Re: Methodological naturalism

William B. Provine (wbp2@cornell.edu)
Thu, 26 Mar 1998 23:44:14 +0000

Hello Allan Harvey and ASA list,

Since I have been brought up as an ally of Phil Johnson, I should say publicly
that on this issue of MN, I am one.

Allan Harvey has put the issue so nicely.

> This is encouraging; Prof. Johnson appears to be saying that a "natural"
> explanation of any scientific phenomenon is theologically OK if a fair
> evaluation of the evidence supports it. Given this, he has the
> opportunity to relieve some of our fears by answering the following
> *hypothetical* question:
>
> Suppose that, at some point in the future, the evidence for Darwinian
> evolution *does* become convincing by your standards. What would the
> logical response be from your perspective?
>
> (1) Say "OK, that appears to be how God did it, and that does not
> diminish God or upset my theology." This would be the logical response
> based on what you have said above. Given that, I suggest that it is
> illogical for you to cast aspersions on the strength of the theism of
> those who are already saying this because the evidence has convinced them.

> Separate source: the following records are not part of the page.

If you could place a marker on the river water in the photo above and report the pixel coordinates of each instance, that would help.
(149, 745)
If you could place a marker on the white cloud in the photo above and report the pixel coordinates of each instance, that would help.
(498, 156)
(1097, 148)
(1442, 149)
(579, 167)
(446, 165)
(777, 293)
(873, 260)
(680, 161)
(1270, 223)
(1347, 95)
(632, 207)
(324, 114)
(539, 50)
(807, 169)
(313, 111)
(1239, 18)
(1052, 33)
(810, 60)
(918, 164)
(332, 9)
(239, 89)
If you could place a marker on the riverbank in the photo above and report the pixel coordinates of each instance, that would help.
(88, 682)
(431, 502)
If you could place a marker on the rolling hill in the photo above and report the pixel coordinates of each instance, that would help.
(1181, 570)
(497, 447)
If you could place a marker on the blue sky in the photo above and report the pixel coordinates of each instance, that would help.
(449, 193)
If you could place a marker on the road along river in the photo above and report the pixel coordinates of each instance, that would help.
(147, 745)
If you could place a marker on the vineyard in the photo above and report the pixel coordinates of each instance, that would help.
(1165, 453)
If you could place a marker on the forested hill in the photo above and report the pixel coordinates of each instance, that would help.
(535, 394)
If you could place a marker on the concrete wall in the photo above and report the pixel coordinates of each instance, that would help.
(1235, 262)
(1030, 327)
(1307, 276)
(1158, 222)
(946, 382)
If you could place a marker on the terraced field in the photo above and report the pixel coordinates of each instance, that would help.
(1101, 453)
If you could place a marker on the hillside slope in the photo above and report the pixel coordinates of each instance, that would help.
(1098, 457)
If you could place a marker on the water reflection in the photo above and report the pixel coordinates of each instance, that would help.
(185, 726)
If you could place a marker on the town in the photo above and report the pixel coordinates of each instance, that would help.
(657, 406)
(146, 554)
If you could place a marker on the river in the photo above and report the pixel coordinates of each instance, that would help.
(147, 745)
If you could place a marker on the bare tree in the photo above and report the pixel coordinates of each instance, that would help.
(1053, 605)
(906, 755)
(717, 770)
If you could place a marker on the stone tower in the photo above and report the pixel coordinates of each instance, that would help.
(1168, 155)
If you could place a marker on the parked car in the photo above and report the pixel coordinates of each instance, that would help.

> (2) Become an atheist. Your past rhetoric has made it sound like
> evolution and Christianity are incompatible, making theism dependent on
> your current evaluation of the evidence being correct. Many of us are
> concerned that people are getting the message from you that
> evolution=atheism, period, thus pushing some who believe evolution is
> true away from Christ and setting up for a fall Christians who later
> decide that the evidence for evolution is convincing. But above, you
> sound willing to grant that the hypothetical "natural" evolution of life
> is *inherently* no more atheistic than "natural" stellar evolution.

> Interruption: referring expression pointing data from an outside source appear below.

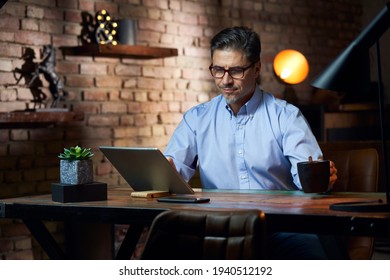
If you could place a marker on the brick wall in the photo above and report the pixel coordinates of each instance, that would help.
(132, 102)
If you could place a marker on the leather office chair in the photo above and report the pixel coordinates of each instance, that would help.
(357, 171)
(206, 235)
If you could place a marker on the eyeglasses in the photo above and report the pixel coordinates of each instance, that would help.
(234, 72)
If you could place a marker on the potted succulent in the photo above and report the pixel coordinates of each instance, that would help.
(76, 166)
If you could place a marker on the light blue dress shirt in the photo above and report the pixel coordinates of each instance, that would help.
(257, 149)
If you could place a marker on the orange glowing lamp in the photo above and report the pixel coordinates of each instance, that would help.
(291, 66)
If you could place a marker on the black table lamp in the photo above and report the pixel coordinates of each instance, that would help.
(350, 72)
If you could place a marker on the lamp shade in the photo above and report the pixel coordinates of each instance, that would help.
(291, 66)
(350, 71)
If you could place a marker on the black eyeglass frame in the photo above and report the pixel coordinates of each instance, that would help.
(243, 69)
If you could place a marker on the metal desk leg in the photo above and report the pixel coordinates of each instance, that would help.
(45, 239)
(130, 242)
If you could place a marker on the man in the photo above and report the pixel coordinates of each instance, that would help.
(245, 138)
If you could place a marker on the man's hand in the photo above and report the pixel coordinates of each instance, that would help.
(170, 160)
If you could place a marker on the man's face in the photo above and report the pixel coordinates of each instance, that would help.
(236, 91)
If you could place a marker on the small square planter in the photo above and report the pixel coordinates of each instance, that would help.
(76, 172)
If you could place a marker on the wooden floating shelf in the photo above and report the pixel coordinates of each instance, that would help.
(35, 119)
(126, 51)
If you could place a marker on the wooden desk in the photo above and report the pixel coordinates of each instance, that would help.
(291, 211)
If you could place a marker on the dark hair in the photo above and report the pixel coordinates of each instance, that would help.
(238, 38)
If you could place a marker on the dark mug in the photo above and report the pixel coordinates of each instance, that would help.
(314, 175)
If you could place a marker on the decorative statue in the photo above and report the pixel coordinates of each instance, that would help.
(32, 81)
(30, 72)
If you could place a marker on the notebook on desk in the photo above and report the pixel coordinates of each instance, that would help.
(147, 171)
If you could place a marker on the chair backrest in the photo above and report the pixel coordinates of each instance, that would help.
(192, 235)
(357, 170)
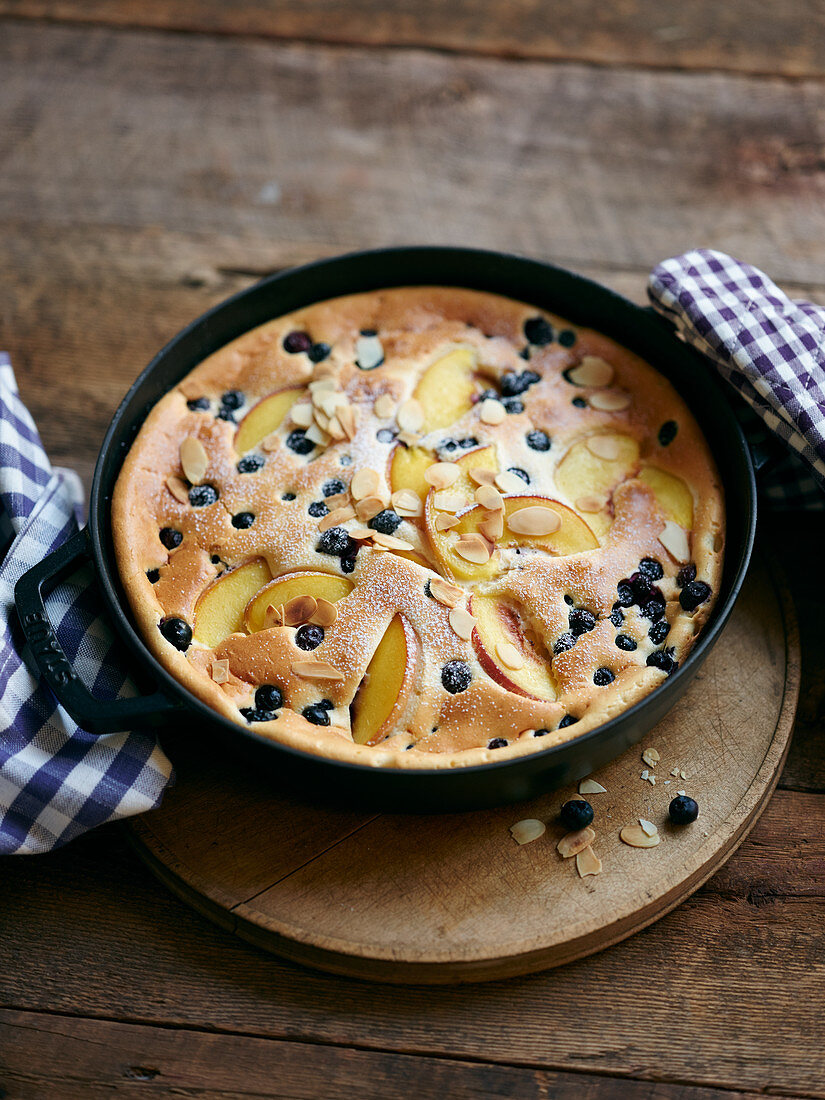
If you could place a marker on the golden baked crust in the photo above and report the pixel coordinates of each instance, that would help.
(532, 640)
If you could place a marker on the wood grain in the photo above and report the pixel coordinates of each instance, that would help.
(750, 35)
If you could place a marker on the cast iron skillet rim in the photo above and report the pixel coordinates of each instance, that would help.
(645, 317)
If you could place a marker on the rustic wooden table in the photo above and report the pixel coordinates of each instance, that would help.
(157, 156)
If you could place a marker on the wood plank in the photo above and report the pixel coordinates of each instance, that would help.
(75, 1059)
(787, 39)
(88, 932)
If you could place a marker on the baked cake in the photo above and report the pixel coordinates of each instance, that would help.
(420, 527)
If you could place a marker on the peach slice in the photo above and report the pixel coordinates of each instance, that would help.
(501, 645)
(264, 418)
(383, 693)
(220, 608)
(286, 587)
(674, 498)
(447, 388)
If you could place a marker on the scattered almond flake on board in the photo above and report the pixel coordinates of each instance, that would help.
(462, 623)
(220, 671)
(674, 540)
(587, 862)
(591, 787)
(178, 490)
(492, 411)
(446, 593)
(609, 400)
(571, 844)
(369, 352)
(194, 460)
(441, 474)
(592, 371)
(528, 829)
(636, 837)
(535, 519)
(316, 670)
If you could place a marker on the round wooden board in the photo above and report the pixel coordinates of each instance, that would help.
(449, 899)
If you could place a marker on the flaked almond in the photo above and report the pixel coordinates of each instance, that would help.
(592, 371)
(178, 490)
(448, 594)
(441, 474)
(492, 411)
(365, 482)
(462, 623)
(636, 836)
(488, 497)
(571, 844)
(536, 519)
(336, 517)
(410, 416)
(299, 609)
(587, 862)
(674, 540)
(509, 656)
(528, 829)
(604, 447)
(609, 400)
(325, 613)
(316, 670)
(384, 407)
(473, 548)
(220, 671)
(509, 483)
(194, 460)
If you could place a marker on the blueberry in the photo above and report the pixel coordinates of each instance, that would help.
(319, 352)
(538, 440)
(668, 432)
(268, 697)
(575, 814)
(385, 523)
(171, 538)
(295, 342)
(201, 496)
(455, 677)
(309, 636)
(651, 569)
(659, 631)
(581, 620)
(250, 463)
(694, 594)
(297, 441)
(333, 486)
(334, 541)
(538, 331)
(176, 631)
(682, 810)
(685, 574)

If I found out that modern evolution were correct, then I would know that humans
had been produced by a process that cared not at all for its products. All it
can produce is complex machines with no free will. Natural selection outfits
each species for extermination (its adaptations), and is nearly successful (when
environments change). Modern evolutionists (except for Keith Miller's
associates) agree with this assessment but don't want it known. No sign
whatsoever can be seen of gods or purpose or intelligence in the evolutionary
process. The Christian faith suffers a lot at the hand of modern evolutionary
biology and associated sciences.

So what should one choose if evolution (not just evolution by descent, but the
mechanisms of evolution given today) is true? Atheism for me. For you too, Phil?
If you cannot even see in evolution a hint of the designer that made you, most
probably your faith is ethereal. Does it make your faith stronger the more it is
pushed away into the background? By backing so far off what the Bible says about
humans and miracles, seems to me you are thowing out the God with the bathwater.

I disagree strongly with Phil's reservations about evolutionary biology. I am
with those of you who think that MN is pretty darned good for explaining
evolution. The same MN applies to all "miracles." So I agree with you that Phil
is getting into a tough spot if naturalistic evolution is true, and I find the
evidence way more convincing that he does.

Why should Phil apologize to kindly Christians if what he wants is Christianity
with teeth still left in it? Why is toothless Christianity so appealing? Tell me
again why you believe in modern evolution and are given any satisfaction about
your divine origin from that? God is present in everything? That is not
enough--that approaches atheism to me.